The OP said the valve was installed on a PEX line, so there is not a copper stub.

He painted over the connection, so I could not make out the crimp ring. But if there is, then it is of the same type as is shown in the following video.

I have not repaired this type, so wonder if it is kosher to carefully cut off the crimp ring (using a Dremel tool), then crimp the new valve on. Would the already compressed PEX hold the new crimp?

How To Install a BrassCraft PEX Valve - YouTube
 
It depends on if the valve is leaking, or the pex connector. To me, it looks like a push-on valve, not pex at the valve. It’s hard to tell with the paint. Pex at the valve would be very flexible.

Odds are, if it is that easy as removing the pex ring and putting a new one on, you could just re-crimp the original Pex ring.

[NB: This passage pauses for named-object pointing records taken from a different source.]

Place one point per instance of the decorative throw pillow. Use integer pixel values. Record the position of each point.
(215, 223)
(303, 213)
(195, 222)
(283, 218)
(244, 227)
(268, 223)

There are two types of pex rings, a cinch ring, and a copper ring. The cinch ring can be removed with a nippers or wire cutter. The crimp ring needs the pex to be cut, and a special pex ring cutter. A Dremal tool might work to remove it. But I do not see either ring there.

Taking the ring off, and installing a new ring, only works if you have the tools. It also assumes the original valve is not damaged that caused the leak around the pex barbs. A copper ring compression tool is like $80. A cinch ring tool is ~$30, but the rings cost a bit more.